Vergence eye movements Saccade-vergence interactions Noncomitant vertical phoria adaptation
Otolith-dependent adaptation of vertical skew Neurophysiology of binocular eye movements
Contact information:James S. Maxwell
School of optometry
360 minor hall
University of california
Berkeley, ca 94720-2020
Phone: (510) 642-7710
Fax: (510) 643-5109
Mechanisms of Vertical Phoria Adaptation Revealed by Time-Course and Two-Dimensional Spatiotopic Maps, James S. Maxwell and Clifton M. Schor, 1994.The spatial spread of short-term phoria adaptation was measured in response to either a single vertical disparity presented at a single eye position, or, vertical disparities of opposite sign presented at two different locations along either the primary vertical or horizontal meridians or along an oblique axis. The spread of adaptation to eye positions not specifically adapted was assessed by measuring phoria across a two-dimensional surface. The change in phoria was uniform across the field in response to a single disparity. With two disparities, adaptation conformed to the stimulus demand in the direction in which the disparity varied but was uniform in the orthogonal direction. The time course of the adaptation indicated the presence of two mechanisms, a global one which shifted the phoria uniformly across the field and a local one which selectively adjusted the phoria to the position-dependent demands of the disparity.
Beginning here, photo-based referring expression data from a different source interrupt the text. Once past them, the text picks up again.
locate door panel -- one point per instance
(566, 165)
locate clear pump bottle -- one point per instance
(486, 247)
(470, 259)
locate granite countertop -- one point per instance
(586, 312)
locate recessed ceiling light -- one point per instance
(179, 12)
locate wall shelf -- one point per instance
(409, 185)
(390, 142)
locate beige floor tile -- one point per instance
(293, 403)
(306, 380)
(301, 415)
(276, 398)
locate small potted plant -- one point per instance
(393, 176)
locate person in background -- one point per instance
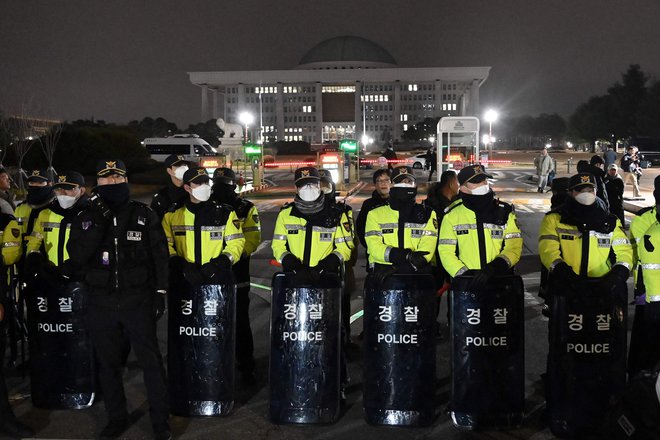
(609, 156)
(173, 196)
(614, 186)
(7, 205)
(379, 197)
(544, 165)
(629, 165)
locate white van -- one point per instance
(189, 145)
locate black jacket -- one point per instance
(361, 221)
(124, 256)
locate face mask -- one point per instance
(309, 193)
(480, 190)
(202, 192)
(66, 202)
(180, 171)
(586, 198)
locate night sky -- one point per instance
(119, 60)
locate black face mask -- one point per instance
(114, 195)
(39, 195)
(401, 197)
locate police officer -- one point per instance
(52, 227)
(563, 230)
(224, 191)
(120, 246)
(39, 196)
(380, 196)
(478, 232)
(311, 236)
(401, 236)
(171, 197)
(329, 189)
(11, 244)
(639, 355)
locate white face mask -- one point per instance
(180, 171)
(586, 199)
(66, 202)
(480, 190)
(309, 193)
(202, 192)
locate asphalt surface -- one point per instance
(249, 419)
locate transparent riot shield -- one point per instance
(587, 354)
(399, 357)
(201, 346)
(62, 370)
(487, 339)
(305, 350)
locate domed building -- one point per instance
(343, 87)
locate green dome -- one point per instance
(348, 50)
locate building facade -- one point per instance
(344, 87)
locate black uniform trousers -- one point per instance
(6, 412)
(244, 340)
(107, 327)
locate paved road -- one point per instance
(250, 417)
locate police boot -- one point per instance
(162, 431)
(15, 429)
(114, 429)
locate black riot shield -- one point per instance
(399, 359)
(201, 346)
(587, 354)
(487, 339)
(304, 352)
(62, 369)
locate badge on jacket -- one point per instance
(134, 235)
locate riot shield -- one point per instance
(587, 354)
(201, 346)
(62, 370)
(487, 340)
(305, 350)
(399, 360)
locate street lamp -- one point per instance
(490, 116)
(246, 119)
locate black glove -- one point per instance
(618, 275)
(563, 274)
(329, 264)
(399, 256)
(192, 274)
(159, 304)
(222, 261)
(291, 263)
(33, 263)
(483, 276)
(417, 260)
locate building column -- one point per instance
(240, 104)
(437, 112)
(472, 106)
(359, 105)
(397, 132)
(318, 135)
(279, 111)
(215, 94)
(205, 103)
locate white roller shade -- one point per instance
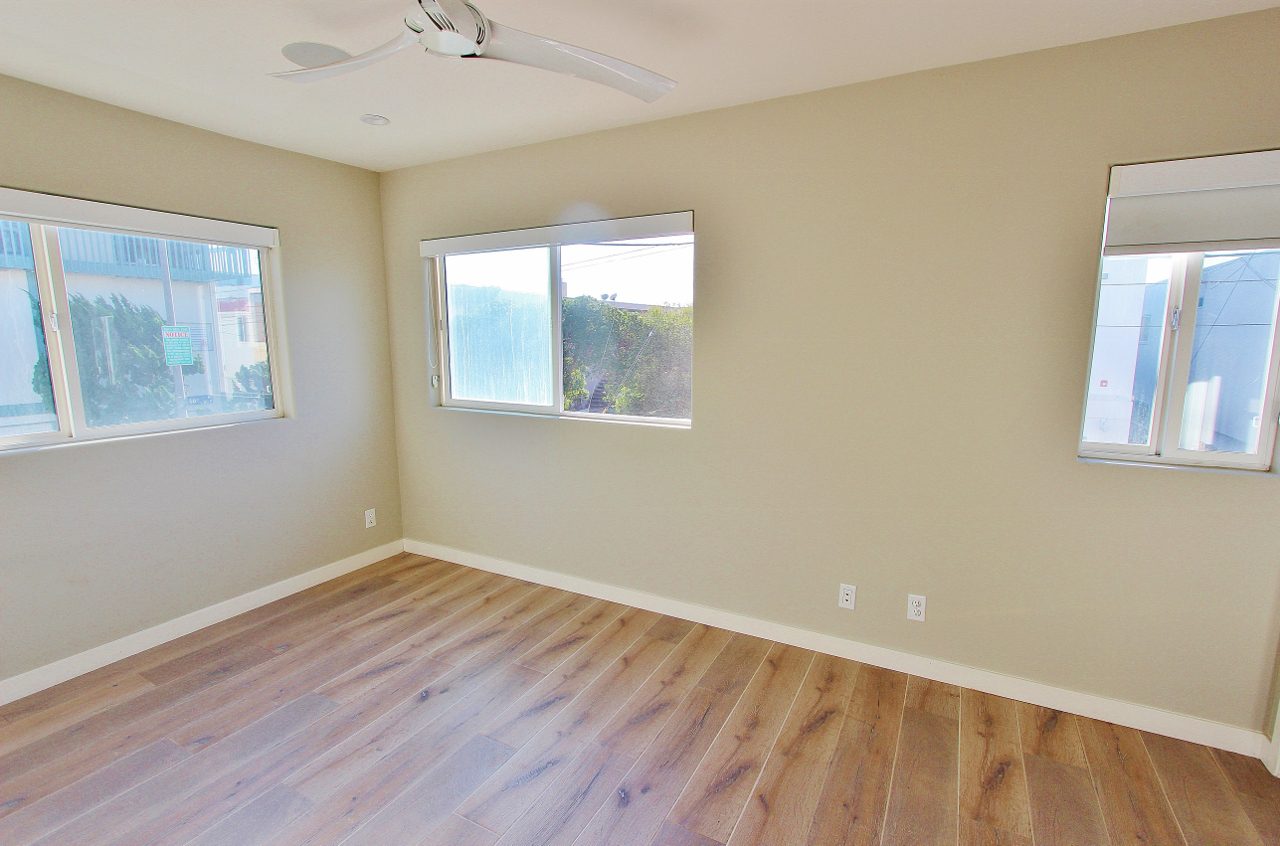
(1194, 204)
(592, 232)
(56, 210)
Adaptation of Vertical Eye Alignment in Relation to Head Tilt, James S. Maxwell and Clifton M. Schor, I996Binocular visual feedback is used to continually calibrate binocular eye alignment so that the retinal images of the two eyes remain in correspondence. Past experiments have shown that vertical eye alignment (measured as vertical phoria) can be altered by training to disparities that vary as a function of orbital eye position. The present experiments demonstrate that vertical eye alignment can also be trained to differ with head position when eye position (with respect to the orbit) is held constant. Changes in head position were about either an earth-vertical or earth-horizontal axis to distinguish otolith-ocular related adaptation from cervical-ocular related adaptation. Changes in head position were implemented by either by rotating the whole body (WB) or by rotating the head with the body stationary (HO). Following training, adaptation of eye alignment was observed in all cases of rotation about an earth-horizontal axis and for HO pitch rotations about an earth-vertical axis. The results illustrate the ability of the oculomotor system to compensate for imbalances in otolith-ocular pathways.
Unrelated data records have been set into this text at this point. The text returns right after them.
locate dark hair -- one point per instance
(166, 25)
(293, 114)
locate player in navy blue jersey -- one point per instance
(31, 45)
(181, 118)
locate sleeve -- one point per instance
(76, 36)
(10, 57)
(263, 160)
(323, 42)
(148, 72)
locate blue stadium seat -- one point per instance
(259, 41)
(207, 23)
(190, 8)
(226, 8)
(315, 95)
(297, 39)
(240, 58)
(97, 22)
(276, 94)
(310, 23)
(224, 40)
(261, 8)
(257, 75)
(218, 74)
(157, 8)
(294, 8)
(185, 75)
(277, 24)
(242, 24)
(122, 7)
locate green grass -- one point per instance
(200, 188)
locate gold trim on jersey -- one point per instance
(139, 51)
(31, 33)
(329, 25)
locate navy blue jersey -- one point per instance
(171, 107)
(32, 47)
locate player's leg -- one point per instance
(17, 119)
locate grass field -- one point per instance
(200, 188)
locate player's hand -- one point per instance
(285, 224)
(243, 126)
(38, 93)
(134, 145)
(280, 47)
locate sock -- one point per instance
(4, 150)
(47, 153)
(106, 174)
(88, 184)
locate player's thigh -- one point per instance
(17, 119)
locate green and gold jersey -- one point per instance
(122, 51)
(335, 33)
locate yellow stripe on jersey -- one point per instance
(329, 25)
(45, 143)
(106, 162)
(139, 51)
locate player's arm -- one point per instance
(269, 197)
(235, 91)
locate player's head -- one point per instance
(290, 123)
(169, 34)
Head-position-dependent adaptation of nonconcomitant vertical skew, James S. Maxwell and Clifton M. Schor, 1997Vertical phoria can be trained to vary with either head position or orbital eye position. The present experiments show that subjects can simultaneously adapt their eye-position-specific (noncomitant) vertical phorias in different directions at different head positions. Eye-position-dependent and head-position-dependent adaptive pathways, therefore, are not independent. Rather, the adaptation of vertical skew takes into account both eye and head position. In additional experiments, the magnitude of the noncomitant adaptive response was shown to be related to otolith output, increasing with head tilt ipsilateral to the tilt position at which training was received and decreasing in the contralateral direction.
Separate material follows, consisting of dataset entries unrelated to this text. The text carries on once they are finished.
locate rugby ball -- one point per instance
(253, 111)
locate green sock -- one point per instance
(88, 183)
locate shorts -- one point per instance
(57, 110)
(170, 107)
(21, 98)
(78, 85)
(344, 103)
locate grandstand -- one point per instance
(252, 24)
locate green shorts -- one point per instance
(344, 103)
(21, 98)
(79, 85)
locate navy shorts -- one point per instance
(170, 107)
Dynamics and Efficacy of Saccade-Facilitated Vergence Eye Movements in Monkeys,J.S. Maxwell and W.M. King, 1992Macaque monkeys were trained to alternately fixate targets requiring different combinations of horizontal version and vergence. Eye movements were recorded binocularly with search coils. The peak vergence velocity for combined vergence-saccade eye movements reached higher velocities than for vergence movements alone and vergence speed increased in direct proportion to saccade amplitude. We determined, however, that most of the increase in speed was due to the addition of transient vergence movements that occur for all saccades, even those between targets at the same distance where no vergence is required. Even so, vergence speeds during combined vergence-saccades exceeded the speeds predicted by the linear addition of saccade-related vergence transients and pure vergence movements. The increased vergence speeds were behaviorally relevant in that vergence duration was decreased. A distinction was made between the intrasaccadic vergence that occurred during saccades and the intrasaccadic vergence that occurred because of saccades by calculating the amount of vergence that would have occurred during the duration of the saccade (based on the average speed of pure vergence movements of comparable size and assuming linear addition) and subtracting that from the actual vergence obtained. The difference was assumed to be the portion of vergence contributed by a saccade-related mechanism and not by the slow vergence controller.